By Arup Chanda
KOLKATA, India, Sept. 29 (Xinhua)-- Indian private banks have reported the proliferation of fake currency notes and a steep jump of 23 percent in the number of counterfeit notes that they have discovered in 2011-12 has put the government on extra alert.
In a report submitted to the Reserve Bank of India (RBI), the private banks in India said that they had detected counterfeit Indian rupees worth 462,865 (8,416 U.S. dollars) in 2011-12 as against 376,460 rupees (6,845 U.S. dollars) found in 2010-11.
The counterfeit notes detected by these banks during 2009-10 were worth 334,948 rupees (6,090 U.S. dollars).
The 23 percent increase in the counterfeit notes detected by private banks during the previous financial year is alarmingly higher than the 12 percent increase in 2010-11.

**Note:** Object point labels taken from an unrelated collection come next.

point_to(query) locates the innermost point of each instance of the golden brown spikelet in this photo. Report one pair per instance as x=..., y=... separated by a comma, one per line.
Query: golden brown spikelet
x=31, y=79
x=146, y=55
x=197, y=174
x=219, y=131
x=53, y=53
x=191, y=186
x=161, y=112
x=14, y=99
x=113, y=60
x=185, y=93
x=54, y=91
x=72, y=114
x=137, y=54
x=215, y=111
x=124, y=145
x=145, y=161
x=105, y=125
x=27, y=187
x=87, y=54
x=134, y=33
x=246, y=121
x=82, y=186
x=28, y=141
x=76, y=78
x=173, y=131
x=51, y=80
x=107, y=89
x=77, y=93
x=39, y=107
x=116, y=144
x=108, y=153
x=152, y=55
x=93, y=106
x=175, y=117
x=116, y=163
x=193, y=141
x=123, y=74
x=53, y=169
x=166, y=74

This trend has prompted both the RBI and the Finance Ministry to take the necessary steps to combat the situation.
Residents of Indian cities like Jaipur, Shimla, Bhubaneshwar, Mysore and Cochin will have a rare privilege soon of having plastic notes introduced by the RBI.

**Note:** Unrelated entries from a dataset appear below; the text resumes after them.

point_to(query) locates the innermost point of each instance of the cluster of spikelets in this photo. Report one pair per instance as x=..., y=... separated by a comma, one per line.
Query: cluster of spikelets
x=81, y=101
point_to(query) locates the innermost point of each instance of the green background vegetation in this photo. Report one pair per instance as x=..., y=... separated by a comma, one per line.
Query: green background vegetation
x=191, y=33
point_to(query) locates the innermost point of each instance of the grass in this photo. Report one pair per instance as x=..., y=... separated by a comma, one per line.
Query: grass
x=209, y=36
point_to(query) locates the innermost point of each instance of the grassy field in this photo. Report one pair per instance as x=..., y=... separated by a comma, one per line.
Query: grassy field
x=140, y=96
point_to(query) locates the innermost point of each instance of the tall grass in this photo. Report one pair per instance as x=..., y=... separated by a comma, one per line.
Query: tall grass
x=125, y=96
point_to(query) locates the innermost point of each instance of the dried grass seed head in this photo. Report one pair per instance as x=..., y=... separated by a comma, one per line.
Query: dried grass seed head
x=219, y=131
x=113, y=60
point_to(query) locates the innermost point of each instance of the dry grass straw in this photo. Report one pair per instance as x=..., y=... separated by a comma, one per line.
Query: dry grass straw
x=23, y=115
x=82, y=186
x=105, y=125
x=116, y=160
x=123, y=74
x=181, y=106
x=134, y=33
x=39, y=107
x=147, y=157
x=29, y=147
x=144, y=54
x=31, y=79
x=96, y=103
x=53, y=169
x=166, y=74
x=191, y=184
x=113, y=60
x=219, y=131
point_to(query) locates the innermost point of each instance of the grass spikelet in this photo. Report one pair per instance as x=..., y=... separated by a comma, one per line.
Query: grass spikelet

The government, in consultation with RBI, has decided to introduce 10 rupee notes in polymer/plastic on a field trial basis at these five places.
The selection of locations has been done based on geographical and climatic conditions, according to the finance ministry.
The decision has been taken to extend the life-span of bank notes, particularly those in lower denominations.
The RBI, Home Ministry, security and intelligence agencies of the states concerned, along with the Central Bureau of Investigation (CBI), are working in tandem to thwart the illegal activities of the syndicates reportedly behind the proliferation of fake Indian currency notes (FICN).
A special FICN coordination group has also been formed by the Home Ministry to share intelligence information among the different security agencies of the central government and the states to stop the circulation of the fake notes and arrest those behind it.
The government has also constituted a terror funding and fake currency cell in National Investigation Agency (NIA) to focus on the link between fake currency notes and terror funding.
India and the United States are cooperating in combating counterfeit currency within the framework of the India-U.S. homeland security dialogue launched in May 2011.
The U.S. has invited a team of Indian officials to visit the country's facilities that can detect counterfeit currency and has offered technical assistance to help India develop its database on counterfeit currency.
The Bangalore city police in India's southern state of Karnataka had busted four rackets involved in the circulation of counterfeit notes in the last six months.
South India has been pinpointed as one of the transit points for such notes. In the last six months, there have been four such cases and the police have received several complaints from a couple of banks about fake currencies being found.
However, India's southern state of Kerala remains the main hub of smuggling of fake currency notes. Most dealers in that state are the kingpins who have links in the Middle East.
Police say technology has greatly helped perpetrators of the crime, with manufacturers using sophisticated machinery to print close-to-original notes.
Their authenticity can be detected only through a UV lamp. Some of the most commonly copied features include the Mahatma Gandhi watermark, silver lining and security thread. Features like the color of the serial numbers and texture of the paper used for micro lettering like the denomination of the note isn't easy to copy.
Police say safety measures should start from the banks. Banks have to lodge a complaint even if they get one fake note but people must be careful too, they added.
India's Union home secretary RK Singh held a meeting with U.S. under secretary of state Maria Otero during the latter's visit to India on June 26 where they discussed issues on counterfeit currency and terror financing.
To stop the "Islamic terror-sponsored"industry, which is pumping in fake currency in India ostensibly to fund terror strikes, India wants the U.S. to support its efforts in the Financial Action Task Force (FATF) to declare counterfeiting of currency as a source of funds for terrorism.
The FATF, however, still considers it an act separate from terror financing and reportedly wants India to show more seizures and more proof to link counterfeiting with terrorism.
Currency notes in India and the U.S. are susceptible to be faked by rogue elements living in unstable countries, particularly those known to export terrorism.